Questionamentos à secretaria sobre as mortes de crianças e as ações para combatê-las foram ignorados, apesar de numerosos e-mails e telefonemas.

A BBC Brasil ainda tentou tratar dos temas com o novo ministro da Saúde, Arthur Chioro, e com o ex-ministro Alexandre Padilha, responsável pela pasta entre 2011 e o início deste ano. Os pedidos de entrevista foram igualmente recusados.

Para o médico Douglas Rodrigues, especialista em saúde indígena da Universidade Federal de São Paulo (Unifesp), a alta mortalidade entre crianças mostra que atendimento a índias gestantes e recém-nascidos ainda deixa muito a desejar.

Ele diz que as mortes de índios por doenças infecciosas têm duas razões principais: a maior vulnerabilidade de alguns grupos mais isolados a essas doenças e falhas na assistência médica.

“O mais grave é que essas doenças são evitáveis.
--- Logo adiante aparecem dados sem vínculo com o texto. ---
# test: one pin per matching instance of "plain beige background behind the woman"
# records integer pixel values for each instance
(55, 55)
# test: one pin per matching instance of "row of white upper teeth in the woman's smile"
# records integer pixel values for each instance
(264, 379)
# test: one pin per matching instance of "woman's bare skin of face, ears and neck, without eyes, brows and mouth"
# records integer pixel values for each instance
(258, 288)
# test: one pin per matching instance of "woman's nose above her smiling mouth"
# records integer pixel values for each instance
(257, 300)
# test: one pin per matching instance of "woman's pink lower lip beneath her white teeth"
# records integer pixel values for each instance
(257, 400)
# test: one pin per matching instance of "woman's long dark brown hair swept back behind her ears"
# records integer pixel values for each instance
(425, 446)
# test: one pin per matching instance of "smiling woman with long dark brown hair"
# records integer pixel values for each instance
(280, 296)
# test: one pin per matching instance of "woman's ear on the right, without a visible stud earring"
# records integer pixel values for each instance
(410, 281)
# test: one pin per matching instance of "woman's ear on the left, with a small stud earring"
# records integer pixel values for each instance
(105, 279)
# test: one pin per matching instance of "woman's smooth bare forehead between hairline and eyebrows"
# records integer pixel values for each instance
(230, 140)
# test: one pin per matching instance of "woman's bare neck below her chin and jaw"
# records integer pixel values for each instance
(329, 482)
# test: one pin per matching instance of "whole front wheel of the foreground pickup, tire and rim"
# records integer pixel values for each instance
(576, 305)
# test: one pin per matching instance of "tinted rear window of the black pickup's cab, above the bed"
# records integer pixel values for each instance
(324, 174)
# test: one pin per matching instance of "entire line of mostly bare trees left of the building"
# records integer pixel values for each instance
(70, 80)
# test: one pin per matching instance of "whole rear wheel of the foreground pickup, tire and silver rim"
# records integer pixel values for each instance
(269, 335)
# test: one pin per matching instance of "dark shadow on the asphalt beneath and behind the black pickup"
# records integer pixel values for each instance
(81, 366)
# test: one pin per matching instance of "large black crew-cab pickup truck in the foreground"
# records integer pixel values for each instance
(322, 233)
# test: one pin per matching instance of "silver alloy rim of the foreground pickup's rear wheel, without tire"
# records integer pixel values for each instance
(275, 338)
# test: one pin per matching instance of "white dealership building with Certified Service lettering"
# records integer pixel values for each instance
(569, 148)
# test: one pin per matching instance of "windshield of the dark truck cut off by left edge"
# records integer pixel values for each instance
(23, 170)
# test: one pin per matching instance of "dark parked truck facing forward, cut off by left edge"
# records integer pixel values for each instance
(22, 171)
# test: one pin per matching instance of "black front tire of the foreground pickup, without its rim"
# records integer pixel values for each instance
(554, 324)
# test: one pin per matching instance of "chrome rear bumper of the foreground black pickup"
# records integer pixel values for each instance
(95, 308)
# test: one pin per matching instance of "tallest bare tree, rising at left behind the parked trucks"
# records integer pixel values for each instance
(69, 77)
Não dá para aceitar que em pleno século 21 tantos índios morram por doenças infecciosas.”

O professor diz que, nas últimas décadas, houve grandes avanços nos serviços de saúde para os índios. Em 1999, a União assumiu a responsabilidade pela saúde indígena, que passou a ser gerenciada pela Funasa (Fundação Nacional de Saúde).

Em 2010, com a criação da Secretaria Especial da Saúde Indígena (Sesai), subordinada ao Ministério da Saúde, as ações passaram a ser geridas por um órgão exclusivamente voltado aos índios.
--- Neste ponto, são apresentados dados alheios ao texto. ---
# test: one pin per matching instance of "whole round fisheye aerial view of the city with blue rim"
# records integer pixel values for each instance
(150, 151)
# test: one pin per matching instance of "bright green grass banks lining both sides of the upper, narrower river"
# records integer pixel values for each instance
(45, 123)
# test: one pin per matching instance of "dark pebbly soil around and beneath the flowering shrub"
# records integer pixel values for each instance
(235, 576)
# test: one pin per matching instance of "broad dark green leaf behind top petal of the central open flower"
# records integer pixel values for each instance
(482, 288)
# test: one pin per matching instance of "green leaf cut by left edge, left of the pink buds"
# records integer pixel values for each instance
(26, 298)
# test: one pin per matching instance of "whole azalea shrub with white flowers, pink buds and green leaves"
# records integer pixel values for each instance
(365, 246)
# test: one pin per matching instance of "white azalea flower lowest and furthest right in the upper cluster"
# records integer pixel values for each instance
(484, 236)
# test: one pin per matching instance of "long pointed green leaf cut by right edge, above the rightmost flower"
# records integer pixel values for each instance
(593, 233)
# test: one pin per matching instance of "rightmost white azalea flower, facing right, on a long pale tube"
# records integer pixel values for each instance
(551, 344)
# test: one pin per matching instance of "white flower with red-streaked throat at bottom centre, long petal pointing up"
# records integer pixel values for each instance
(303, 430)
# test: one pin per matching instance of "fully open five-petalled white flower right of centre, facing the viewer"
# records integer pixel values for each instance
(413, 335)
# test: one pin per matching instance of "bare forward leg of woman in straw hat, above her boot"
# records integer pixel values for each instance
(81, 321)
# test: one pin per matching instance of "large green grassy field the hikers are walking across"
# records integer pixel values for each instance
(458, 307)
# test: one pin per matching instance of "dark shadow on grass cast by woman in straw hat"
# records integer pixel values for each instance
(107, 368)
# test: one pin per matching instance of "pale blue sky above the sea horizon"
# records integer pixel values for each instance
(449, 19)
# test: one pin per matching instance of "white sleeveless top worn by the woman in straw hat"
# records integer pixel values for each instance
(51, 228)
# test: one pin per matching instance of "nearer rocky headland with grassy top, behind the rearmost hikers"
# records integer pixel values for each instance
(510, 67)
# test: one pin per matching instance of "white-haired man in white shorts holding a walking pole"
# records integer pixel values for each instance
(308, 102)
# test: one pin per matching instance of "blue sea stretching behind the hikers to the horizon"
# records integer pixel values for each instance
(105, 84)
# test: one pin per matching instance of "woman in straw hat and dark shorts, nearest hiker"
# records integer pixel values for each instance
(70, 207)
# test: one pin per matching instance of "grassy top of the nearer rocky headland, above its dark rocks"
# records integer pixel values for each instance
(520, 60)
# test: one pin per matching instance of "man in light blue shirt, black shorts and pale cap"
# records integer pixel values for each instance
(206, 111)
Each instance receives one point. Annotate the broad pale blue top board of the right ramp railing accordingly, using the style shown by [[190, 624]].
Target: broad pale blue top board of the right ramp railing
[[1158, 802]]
No entanto, segundo o professor, a acelerada melhora nos índices verificada até o início da última década praticamente se interrompeu.

Ele cita os dados de mortalidade infantil entre os índios. Segundo uma apresentação da Sesai, a taxa despencou de 74,6 para mil nascidos vivos, em 2000, para 47,4, em 2004. No entanto, de 2004 a 2011, o índice diminuiu em velocidade bem menor, para 41,9.

No Brasil, a mortalidade infantil em 2011 foi de 15,3. E diferentemente do histórico entre os índios, o índice nacional segue baixando em ritmo uniforme.

“Saiu-se de uma situação de quase desassistência aos índios e foi se aumentando o número de pessoas e lugares em que há profissionais, o que teve um impacto muito grande. Mas depois de 2005 houve uma estabilização, o que é preocupante”, diz Rodrigues.

“Agora é o momento de fazer um ajuste fino, de melhorar a qualidade”.